This post walks you through the process of creating an API with Overture Map Data using DuckDB in FastAPI framework.
What is Overture Maps Foundation
Overture Maps foundation : Joint Development Foundation, Overture is dedicated to the development of reliable, easy-to-use, and interoperable open map data that will power current and next-generation map products.

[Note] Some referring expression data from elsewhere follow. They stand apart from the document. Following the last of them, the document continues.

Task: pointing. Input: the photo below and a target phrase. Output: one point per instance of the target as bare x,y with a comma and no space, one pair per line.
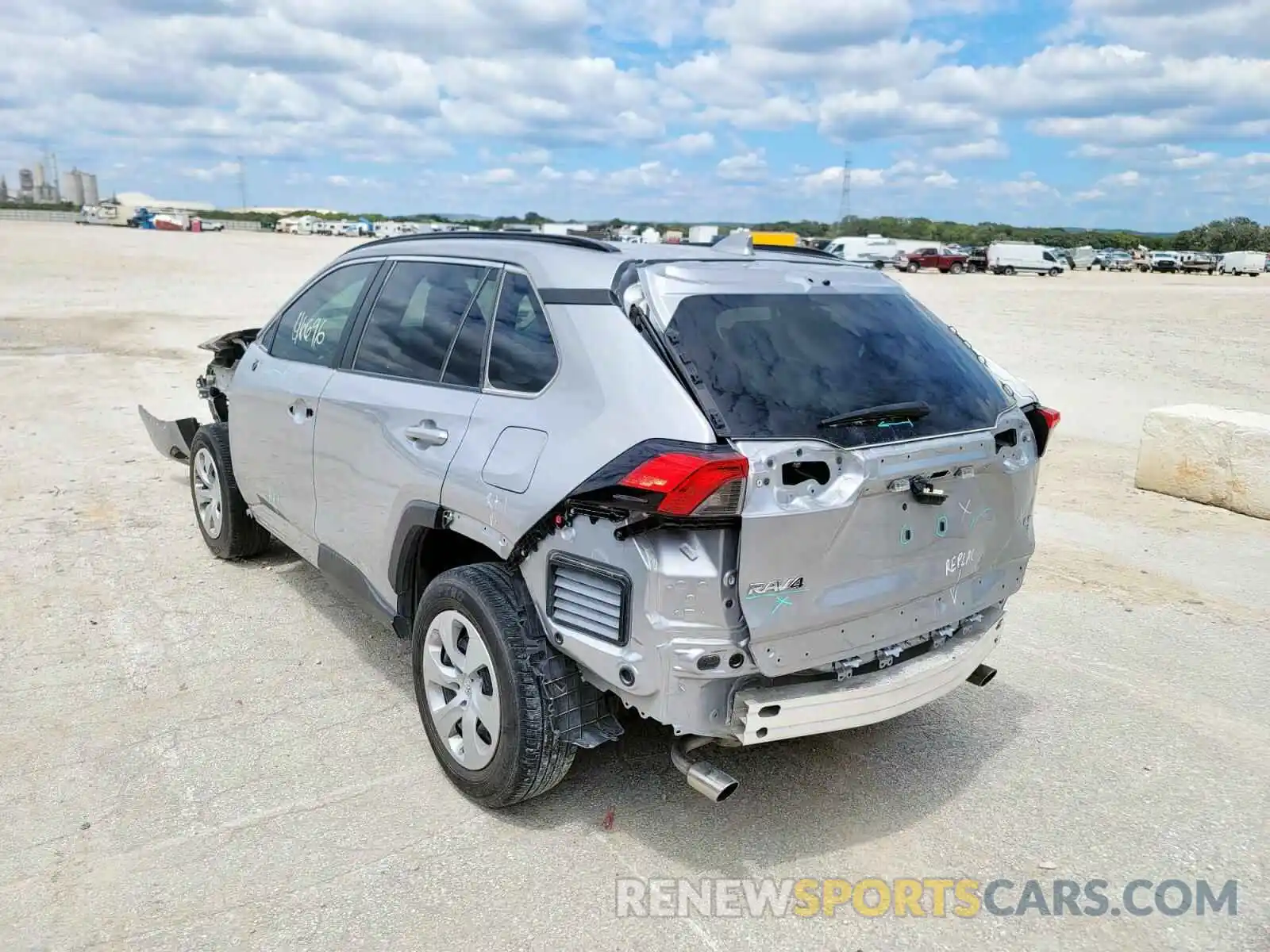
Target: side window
522,355
416,317
313,329
463,368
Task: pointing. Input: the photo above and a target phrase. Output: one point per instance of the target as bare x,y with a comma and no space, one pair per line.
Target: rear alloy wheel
224,520
476,639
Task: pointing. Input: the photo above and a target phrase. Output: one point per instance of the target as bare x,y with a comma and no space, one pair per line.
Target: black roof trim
567,240
578,296
797,251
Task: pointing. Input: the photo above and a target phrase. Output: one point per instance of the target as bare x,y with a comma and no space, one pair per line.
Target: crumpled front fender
171,438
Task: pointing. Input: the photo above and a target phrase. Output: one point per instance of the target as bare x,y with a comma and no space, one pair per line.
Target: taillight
692,486
1043,420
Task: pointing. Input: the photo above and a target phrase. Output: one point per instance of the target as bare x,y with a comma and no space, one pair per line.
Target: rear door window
778,365
416,319
522,355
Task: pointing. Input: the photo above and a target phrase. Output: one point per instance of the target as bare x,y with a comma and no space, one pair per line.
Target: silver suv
753,494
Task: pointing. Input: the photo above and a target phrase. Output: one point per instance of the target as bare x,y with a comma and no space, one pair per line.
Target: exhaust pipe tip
713,784
704,777
981,676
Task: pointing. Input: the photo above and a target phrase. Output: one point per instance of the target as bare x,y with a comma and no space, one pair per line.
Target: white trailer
1251,263
873,249
1016,257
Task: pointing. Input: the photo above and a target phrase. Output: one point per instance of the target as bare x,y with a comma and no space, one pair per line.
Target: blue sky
1122,113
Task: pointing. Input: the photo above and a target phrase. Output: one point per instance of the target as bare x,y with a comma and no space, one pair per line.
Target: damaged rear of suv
752,495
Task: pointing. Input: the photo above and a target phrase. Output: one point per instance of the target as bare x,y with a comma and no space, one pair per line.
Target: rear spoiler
229,348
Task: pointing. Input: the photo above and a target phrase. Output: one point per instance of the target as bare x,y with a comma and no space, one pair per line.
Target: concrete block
1208,455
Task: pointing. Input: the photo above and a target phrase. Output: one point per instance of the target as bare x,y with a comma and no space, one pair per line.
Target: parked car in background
1197,262
1019,257
1117,262
1253,263
1081,257
941,259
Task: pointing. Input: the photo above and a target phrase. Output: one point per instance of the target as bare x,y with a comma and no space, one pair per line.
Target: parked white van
1014,257
1242,263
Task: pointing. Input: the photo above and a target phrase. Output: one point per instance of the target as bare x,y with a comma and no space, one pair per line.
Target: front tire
476,639
220,511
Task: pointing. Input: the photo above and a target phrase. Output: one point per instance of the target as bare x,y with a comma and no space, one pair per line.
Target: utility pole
845,198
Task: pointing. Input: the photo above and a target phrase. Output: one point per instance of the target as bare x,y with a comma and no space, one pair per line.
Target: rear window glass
778,365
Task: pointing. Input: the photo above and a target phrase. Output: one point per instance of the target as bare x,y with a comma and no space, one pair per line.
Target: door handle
427,433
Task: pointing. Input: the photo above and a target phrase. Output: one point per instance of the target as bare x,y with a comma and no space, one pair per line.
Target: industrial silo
73,188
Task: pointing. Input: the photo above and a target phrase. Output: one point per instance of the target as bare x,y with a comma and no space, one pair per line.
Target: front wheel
475,639
228,527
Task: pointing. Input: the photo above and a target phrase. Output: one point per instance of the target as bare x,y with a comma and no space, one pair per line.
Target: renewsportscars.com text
922,896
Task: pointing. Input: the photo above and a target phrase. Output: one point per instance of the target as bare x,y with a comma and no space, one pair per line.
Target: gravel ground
197,754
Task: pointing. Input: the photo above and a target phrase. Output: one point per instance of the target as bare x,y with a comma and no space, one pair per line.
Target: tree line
1218,236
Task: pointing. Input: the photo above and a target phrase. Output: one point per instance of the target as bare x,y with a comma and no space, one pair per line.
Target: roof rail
797,251
568,240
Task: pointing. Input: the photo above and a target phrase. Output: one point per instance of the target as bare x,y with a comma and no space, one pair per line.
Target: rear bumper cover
764,715
171,438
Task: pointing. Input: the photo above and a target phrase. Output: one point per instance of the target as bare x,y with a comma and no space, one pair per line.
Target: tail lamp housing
691,486
1043,420
671,480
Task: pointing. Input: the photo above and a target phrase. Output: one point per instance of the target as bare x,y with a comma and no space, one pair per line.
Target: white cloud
492,177
530,156
827,25
1231,25
1130,178
217,171
968,152
749,167
691,144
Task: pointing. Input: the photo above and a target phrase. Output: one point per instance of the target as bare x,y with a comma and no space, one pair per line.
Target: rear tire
220,511
492,607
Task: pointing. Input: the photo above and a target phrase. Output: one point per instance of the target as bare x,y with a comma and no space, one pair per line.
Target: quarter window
416,317
463,368
313,329
522,355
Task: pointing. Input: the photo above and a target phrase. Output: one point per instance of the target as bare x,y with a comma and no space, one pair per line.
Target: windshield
779,365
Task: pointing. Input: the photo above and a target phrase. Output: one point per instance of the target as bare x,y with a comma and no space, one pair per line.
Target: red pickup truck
940,259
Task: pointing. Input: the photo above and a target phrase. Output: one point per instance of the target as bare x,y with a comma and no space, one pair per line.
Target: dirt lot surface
198,755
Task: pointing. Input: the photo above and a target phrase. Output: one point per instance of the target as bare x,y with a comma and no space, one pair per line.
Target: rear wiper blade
911,410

Dataset is organized by theme and size.
- addresses
- base: water, land, land use, infrastructure, land cover
- buildings
- divisions
- places
- transportation
Here are link to read more about Schema, Data, Docs , Examples, Data Guides
The latest release of Overture Maps Foundation is now available in GeoParquet format, providing a more efficient way to perform spatial operations when working with subsets of the dataset.
Overture data set adopts Global Entity Reference System (GERS). GERS is a framework for structuring, encoding, and matching map data to a shared universal reference. All features in Overture have a unique ID (kind of UID), called Overture IDs or GERS IDs, are registered to GERS and they are stable. GERS provides a mechanism to match features across datasets, track data stability, and detect errors in the data.
What is DuckDB?
DuckDB is an analytics tool that allows you to query remote files and download only the data you want
DuckDB is a powerful analytical database designed for efficient handling of large
datasets. It is particularly notable for its support of geospatial data through its spatial extension and its seamless integration with Parquet, a popular columnar storage format.
DuckDB is often called “SQLite for analytics.” It operates as an in-process database, making it simple to embed within larger applications, such as directly querying pandas dataframe objects without the need for network or inter-process communication. Additionally, DuckDB offers a command-line interface (CLI) for direct querying from the terminal.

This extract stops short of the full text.